La guerre, l’Occupation, vingt ans après, qui font retour. Doublon et interférence des infamies, des douleurs. On rajoute des noms sur la pierre du monument. Les heures oisives à la maison du curé, rumeurs de fête à la maison d’à côté, longues tables dressées en plein air. Le jardin bourdonnant de guêpes. Le tressaillement de la vie. Celle d’avant. Mais plus rien désormais n’est comme avant. Un brin de nostalgie, le cœur accordé aux lointains de sel et de vent. Là-bas entre presqu’îles et abers. Et, des années plus tard, le retour en ses terres Atlantique. Gardant souvenance du silence de la terre wallonne. Du malheur de la terre wallonne. Au bord des vastes nécropoles.
Au cœur de ces pages du livret, le silence.
Des couches de silence. Celui du jardin de Maissin où il fut perdu au milieu des combats. Celui des civils belges, si éprouvés par ces années d’occupation, qui ont gardé enfouies leurs larmes. Comme si le livret était devenu le veilleur par-dessus le mur, qui entend tout, qui note tout de ces grandes douleurs. N’a-t-il pas recueilli les récits chuchotés de bouche à oreille ? Des voix au village d’humbles gens et de jeunes filles. Des voix oubliées de l’Histoire. Il y a celle, poignante, de Sara qui m’habite :
Tu ne peux pas imaginer ce que c’était. Rouges les uniformes français, rouge le sang des blessures sur les vêtements, rouge le sang qui coulait depuis ce cimetière où un mètre d’embaïonnettés des deux camps gisaient les uns sur les autres. Rouge le ruisseau qui en dégoulinait jusqu’au village.
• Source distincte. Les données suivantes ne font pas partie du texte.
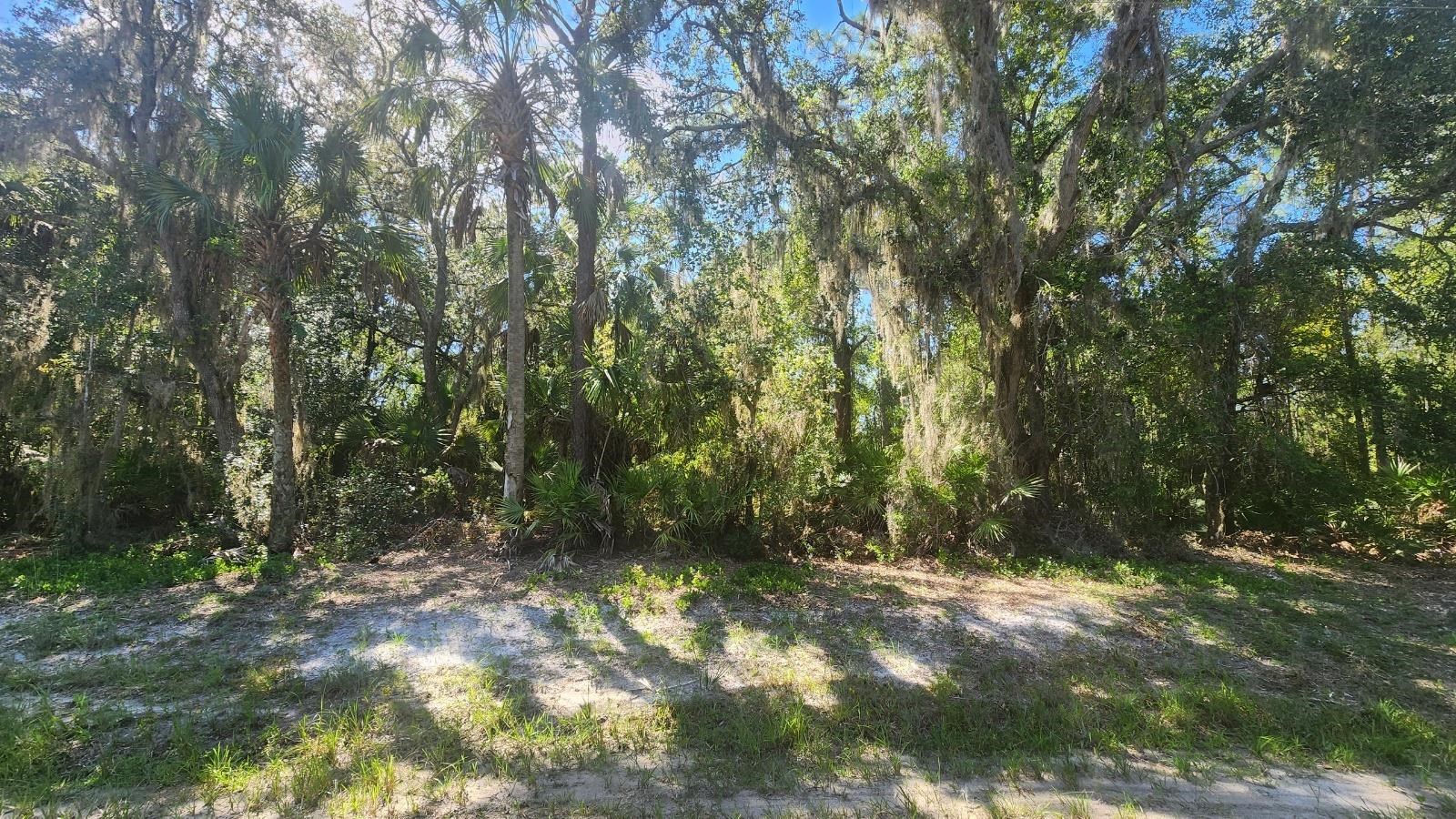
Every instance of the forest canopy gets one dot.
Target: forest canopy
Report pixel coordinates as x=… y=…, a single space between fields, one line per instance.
x=747 y=276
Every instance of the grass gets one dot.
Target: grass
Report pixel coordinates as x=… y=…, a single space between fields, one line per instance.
x=1216 y=668
x=147 y=566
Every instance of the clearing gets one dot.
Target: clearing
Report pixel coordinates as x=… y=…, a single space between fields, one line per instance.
x=458 y=683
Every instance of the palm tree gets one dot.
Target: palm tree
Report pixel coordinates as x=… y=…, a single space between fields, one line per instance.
x=601 y=63
x=510 y=114
x=283 y=194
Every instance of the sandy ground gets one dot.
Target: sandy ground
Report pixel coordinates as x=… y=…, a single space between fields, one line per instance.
x=430 y=612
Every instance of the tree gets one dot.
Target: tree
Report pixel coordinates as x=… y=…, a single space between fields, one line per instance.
x=284 y=191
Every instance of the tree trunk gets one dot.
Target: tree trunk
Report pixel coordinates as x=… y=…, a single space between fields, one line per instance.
x=201 y=353
x=581 y=318
x=1382 y=442
x=1358 y=395
x=284 y=511
x=1218 y=487
x=1016 y=407
x=844 y=390
x=516 y=222
x=433 y=322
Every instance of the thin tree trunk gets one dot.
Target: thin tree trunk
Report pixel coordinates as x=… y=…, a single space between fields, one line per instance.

C’est une histoire de livret perdu. Une histoire de revenance. À vrai dire, cette perte-là, cela ne semble pas grand-chose, comparée aux pertes du grand massacre. Incommensurables, celles-là.
Que me dit le silence du vieux livret resté cloîtré dans le fatras des balles Lebel, des bandes molletières, des shakos de Ulhans, des plaques, des gamelles rouillées, des cartouchières et des clairons ? Lui qu’une main a sorti de son coin de jardin ensemencé de sang noir, comment saisir ses non-dits ?
Cette planque dans le secret du presbytère, est-ce un caprice du hasard ? Ou une ruse de l’Histoire qui ferait son pied de nez ? Comment savoir ? C’est le message laissé par Guillaume sur son champ de guerre. Revenu de la pire adversité, le vieux livret dessine une sorte de pacte entre lui et moi. On dirait qu’il en a conscience lui aussi. Il y a comme des chuchotements qui s’échappent de ses feuillets.
Le temps est venu de sortir de sa poussière ce revenant à l’étrange vitalité. D’écouter ses mur-mures. Souffles, voix d’ombres, mots criés dans le vide.
Sa langue est difficile et se parle à voix si basse. Il faut tendre l’oreille.